After the two enormous events -- Gatsby's admission of love to Daisy and Tom, and the hit-and-run death of Myrtle -- Nick, the narrator, tries to focus on work. He receives a call from Jordan, the woman he has been seeing, and their conversation is stilted and short:
"However -- I want to see you."
"I want to see you, too."
"Suppose I don't go to Southampton, and come into town this afternoon?"
"No -- I don't think this afternoon."
"It's impossible this afternoon. Various--"
We talked like that for a while, and then abruptly we weren't talking any longer. I don't know which of us hung up with a sharp click, but I know I didn't care. I couldn't have talked to her across a tea-table that day if I never talked to her again in this world.
(Fitzgerald, The Great Gatsby, mrbye.com)

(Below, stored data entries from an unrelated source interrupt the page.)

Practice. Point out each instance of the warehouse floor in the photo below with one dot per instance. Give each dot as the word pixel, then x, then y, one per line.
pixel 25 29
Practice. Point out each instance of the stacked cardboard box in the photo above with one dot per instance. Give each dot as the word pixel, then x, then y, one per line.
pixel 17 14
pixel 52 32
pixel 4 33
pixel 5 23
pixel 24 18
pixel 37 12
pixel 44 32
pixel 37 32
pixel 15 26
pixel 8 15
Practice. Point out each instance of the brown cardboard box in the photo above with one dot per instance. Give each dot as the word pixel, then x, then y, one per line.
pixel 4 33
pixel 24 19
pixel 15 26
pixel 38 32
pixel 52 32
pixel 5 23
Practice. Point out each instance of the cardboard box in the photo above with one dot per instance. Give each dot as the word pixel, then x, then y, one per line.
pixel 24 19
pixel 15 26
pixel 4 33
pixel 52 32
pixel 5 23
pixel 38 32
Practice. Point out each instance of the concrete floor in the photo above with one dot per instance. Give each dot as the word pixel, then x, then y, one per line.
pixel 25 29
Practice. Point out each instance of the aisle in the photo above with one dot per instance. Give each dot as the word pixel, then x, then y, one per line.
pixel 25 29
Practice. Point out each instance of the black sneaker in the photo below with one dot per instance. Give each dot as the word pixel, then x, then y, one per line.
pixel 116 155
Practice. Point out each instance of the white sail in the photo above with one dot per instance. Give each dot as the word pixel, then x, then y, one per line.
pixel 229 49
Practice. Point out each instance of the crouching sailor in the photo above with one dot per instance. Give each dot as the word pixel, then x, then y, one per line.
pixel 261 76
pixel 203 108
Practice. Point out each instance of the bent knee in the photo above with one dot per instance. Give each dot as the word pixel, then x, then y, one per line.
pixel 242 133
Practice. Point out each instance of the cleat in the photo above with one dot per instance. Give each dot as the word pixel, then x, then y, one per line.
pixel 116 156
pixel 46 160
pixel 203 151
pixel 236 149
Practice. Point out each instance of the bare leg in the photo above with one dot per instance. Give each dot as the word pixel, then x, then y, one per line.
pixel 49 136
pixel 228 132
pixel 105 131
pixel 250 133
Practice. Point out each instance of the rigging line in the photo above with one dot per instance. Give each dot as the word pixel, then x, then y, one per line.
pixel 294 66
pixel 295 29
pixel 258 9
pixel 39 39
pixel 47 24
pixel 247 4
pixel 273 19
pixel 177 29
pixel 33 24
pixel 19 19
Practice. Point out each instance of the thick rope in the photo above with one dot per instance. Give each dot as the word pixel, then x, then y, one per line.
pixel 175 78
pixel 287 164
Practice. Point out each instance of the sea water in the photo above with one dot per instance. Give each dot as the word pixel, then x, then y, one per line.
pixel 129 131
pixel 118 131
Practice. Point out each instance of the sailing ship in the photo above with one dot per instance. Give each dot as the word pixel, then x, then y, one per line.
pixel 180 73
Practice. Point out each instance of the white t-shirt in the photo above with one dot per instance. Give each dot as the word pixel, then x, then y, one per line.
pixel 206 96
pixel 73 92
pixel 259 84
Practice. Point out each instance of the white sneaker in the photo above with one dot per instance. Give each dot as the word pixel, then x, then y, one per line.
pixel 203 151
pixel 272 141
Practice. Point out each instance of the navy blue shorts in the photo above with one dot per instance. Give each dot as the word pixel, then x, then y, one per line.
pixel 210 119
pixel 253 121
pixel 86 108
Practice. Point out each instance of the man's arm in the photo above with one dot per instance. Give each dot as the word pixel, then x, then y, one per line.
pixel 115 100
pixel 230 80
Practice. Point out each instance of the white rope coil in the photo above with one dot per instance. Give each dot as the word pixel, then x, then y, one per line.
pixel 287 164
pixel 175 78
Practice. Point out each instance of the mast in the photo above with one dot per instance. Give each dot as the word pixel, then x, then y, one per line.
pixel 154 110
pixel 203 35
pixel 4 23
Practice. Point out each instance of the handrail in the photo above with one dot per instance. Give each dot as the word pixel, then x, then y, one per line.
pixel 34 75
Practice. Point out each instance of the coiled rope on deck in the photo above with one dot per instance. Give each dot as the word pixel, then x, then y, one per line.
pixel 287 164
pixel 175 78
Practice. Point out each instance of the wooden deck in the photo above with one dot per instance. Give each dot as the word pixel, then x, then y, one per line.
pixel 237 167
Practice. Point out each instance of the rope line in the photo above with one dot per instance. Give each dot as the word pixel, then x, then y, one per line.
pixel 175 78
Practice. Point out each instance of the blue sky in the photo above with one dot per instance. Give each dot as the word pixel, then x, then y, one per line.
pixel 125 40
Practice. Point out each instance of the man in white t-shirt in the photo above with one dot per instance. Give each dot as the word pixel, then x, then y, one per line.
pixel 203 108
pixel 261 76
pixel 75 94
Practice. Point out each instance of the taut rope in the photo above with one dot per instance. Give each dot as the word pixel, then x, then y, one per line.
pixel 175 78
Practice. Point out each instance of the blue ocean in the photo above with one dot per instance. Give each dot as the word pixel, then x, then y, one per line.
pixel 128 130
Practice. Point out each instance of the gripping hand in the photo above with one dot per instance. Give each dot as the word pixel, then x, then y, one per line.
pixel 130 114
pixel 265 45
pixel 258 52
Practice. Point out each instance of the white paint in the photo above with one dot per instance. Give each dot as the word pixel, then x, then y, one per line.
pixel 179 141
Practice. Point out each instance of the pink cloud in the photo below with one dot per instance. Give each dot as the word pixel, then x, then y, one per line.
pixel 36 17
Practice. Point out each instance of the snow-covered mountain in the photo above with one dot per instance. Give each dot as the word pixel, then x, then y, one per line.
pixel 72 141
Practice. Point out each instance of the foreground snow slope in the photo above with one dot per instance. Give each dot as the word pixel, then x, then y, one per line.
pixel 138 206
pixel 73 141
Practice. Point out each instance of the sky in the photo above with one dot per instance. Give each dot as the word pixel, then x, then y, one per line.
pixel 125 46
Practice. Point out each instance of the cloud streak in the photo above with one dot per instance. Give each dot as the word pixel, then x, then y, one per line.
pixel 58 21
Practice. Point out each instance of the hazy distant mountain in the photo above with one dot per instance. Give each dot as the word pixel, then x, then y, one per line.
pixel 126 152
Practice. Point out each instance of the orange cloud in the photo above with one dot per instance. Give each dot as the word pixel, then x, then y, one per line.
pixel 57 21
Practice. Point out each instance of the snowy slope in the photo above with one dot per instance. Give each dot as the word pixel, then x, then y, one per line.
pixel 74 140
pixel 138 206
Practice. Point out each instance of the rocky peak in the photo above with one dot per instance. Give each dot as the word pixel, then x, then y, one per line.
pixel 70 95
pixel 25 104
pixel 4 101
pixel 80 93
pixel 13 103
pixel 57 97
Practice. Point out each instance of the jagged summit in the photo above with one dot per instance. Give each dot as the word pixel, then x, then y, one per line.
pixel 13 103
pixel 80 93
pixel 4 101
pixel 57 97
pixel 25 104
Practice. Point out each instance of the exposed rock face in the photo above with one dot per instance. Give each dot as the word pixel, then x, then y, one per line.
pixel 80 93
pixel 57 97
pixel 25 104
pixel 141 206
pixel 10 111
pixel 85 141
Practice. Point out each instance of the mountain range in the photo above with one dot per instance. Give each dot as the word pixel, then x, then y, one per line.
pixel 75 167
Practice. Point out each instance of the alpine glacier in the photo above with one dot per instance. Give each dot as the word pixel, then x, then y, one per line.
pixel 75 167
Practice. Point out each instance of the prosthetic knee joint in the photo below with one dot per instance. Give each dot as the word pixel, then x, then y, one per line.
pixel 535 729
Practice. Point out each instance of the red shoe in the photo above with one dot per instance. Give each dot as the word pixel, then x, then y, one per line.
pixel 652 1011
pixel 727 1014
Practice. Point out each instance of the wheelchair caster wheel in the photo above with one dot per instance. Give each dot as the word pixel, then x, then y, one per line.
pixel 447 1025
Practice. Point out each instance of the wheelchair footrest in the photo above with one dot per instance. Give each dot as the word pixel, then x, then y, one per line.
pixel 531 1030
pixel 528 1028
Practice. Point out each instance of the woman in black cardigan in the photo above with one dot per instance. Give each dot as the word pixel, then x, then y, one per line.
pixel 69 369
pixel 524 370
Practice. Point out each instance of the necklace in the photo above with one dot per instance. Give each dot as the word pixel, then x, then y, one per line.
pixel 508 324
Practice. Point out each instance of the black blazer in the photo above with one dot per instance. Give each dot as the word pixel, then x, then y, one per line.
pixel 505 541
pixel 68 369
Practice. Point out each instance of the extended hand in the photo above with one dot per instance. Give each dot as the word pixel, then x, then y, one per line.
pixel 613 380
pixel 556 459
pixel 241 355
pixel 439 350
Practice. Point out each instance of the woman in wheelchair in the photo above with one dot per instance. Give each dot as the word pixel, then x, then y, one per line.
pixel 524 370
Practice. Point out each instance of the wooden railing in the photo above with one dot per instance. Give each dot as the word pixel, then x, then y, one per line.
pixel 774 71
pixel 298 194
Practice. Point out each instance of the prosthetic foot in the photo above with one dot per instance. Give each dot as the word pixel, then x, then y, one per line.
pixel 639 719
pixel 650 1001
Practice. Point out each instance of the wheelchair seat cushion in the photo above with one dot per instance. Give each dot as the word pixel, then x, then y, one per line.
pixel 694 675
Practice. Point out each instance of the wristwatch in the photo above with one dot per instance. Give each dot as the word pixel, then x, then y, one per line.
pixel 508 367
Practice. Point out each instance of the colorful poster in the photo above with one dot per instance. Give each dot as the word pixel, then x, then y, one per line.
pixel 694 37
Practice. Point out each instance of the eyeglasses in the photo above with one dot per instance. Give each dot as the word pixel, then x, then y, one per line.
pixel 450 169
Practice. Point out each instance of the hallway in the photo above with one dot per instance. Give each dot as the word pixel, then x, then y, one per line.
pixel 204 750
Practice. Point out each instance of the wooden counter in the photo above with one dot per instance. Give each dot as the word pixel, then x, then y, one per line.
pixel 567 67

Jordan, for Nick, is more than just a love interest; she is a representation of the East Egg world that she and Daisy inhabit. Nick has had his emotions run ragged by events, but Jordan simply wants to return to their carefree life. Her lack of concern for Daisy and Gatsby repulses Nick, and he realizes that their relationship is less than a romance and just barely more than an affair; the most surprising part is that Jordan kept him in such confidence, treating him with more personal respect, but wants to ignore and move past recent events without taking any action or caring who gets hurt. Their relationship compares to Gatsby and Daisy, but is more impulsive and less emotional; Gatsby wants to be with Daisy because he loves her, but Jordan doesn't love Nick, only finds him convenient. It is telling that later she professes astonishment that he broke up with her over the phone; she is used to being the one who breaks up, and unused to being broken up with.